AI Case Study

Fast.AI more accurately classifies text while requiring less training data due to a new natural language processing technique

Fast.AI has introduced a novel method to decrease the amount of language training date needed to effectively classify things by using natural language processing (NLP), while increasing classification accuracy at the same time.

Industry

Technology

Software And It Services

Project Overview

According to fast.ai: "Our goal was to address these two problems: a) deal with NLP problems where we don’t have masses of data and computational resources, and b) make NLP classification easier... we found that if we carefully control how fast our model learns and update the pre-trained model so that it does not forget what it has previously learned, the model can adapt a lot better to a new dataset".

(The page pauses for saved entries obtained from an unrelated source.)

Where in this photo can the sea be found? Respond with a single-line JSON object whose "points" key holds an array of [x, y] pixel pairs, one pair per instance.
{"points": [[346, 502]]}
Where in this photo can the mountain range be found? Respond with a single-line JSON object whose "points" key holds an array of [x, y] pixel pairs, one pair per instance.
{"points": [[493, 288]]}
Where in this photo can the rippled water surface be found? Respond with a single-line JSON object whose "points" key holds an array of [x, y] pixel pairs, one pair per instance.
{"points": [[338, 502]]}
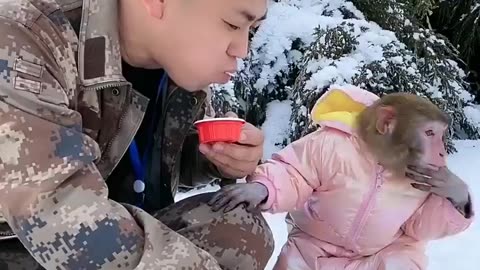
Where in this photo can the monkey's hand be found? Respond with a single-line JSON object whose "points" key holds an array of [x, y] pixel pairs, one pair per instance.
{"points": [[444, 183], [231, 196]]}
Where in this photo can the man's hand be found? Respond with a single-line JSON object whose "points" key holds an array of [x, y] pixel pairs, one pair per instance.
{"points": [[443, 183], [237, 160], [231, 196]]}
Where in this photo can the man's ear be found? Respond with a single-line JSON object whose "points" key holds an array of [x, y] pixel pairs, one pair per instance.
{"points": [[385, 119], [155, 8]]}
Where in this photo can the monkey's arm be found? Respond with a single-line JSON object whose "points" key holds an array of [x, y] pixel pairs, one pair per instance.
{"points": [[293, 173], [438, 217]]}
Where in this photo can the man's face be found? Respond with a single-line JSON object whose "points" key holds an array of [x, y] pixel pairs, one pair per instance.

From the arXiv research paper: "We propose Universal Language Model Finetuning (ULMFiT), which pretrains a language model (LM) on a large general-domain corpus and fine-tunes it on the target task using novel techniques. The method is universal in the sense that it meets these practical criteria: 1) It works across tasks varying in document size, number, and label type; 2) it uses a single architecture and training process; 3) it requires no custom feature engineering or preprocessing; and 4) it does not require additional in-domain documents or labels".

Reported Results

The method as described in the arXiv paper "significantly outperforms the state-of-the-art on six text classification tasks, reducing the error by 18-24% on the majority of datasets. Furthermore, with only 100 labeled examples, it matches the performance of training from scratch on 100x more data."

Technology

Natural language processing using transfer learning on an AWD-LSTM language model (supervised and semi-supervised learning)

Function

R And D

Core Research And Development

Background

From fast.ai: "NLP is used in a wide variety of applications, such as search, personal assistants, summarization, etc. Overall, NLP is challenging as the strict rules we use when writing computer code are a poor fit for the nuance and flexibility of language. A common feature of successful NLP tasks is that large amounts of labeled data are available for training a model. However, until now such applications were limited to those institutions that were able to collect and label huge datasets and had the computational resources to process them on a cluster of computers for a long time. One particular area that is still challenging with deep learning for NLP, curiously enough, is the exact area where it’s been most successful in computer vision: classification. This refers to any problem where your goal is to categorize things (such as images, or documents) into groups (such as images of cats vs dogs, or reviews that are positive vs negative, and so forth)."

Benefits

Data

Training set of 100 labeled examples and about 50,000 unlabeled examples; Wikitext 103 dataset, which contains a pre-processed large subset of English Wikipedia. From the arXiv paper: "For sentiment analysis, we evaluate our approach on the binary movie review IMDb dataset and on the binary and five-class version of the Yelp review dataset. For question classification six-class version of the small TREC dataset dataset of open-domain, fact-based questions divided into broad semantic categories. For topic classification, we evaluate on the large-scale AG news and DBpedia ontology datasets."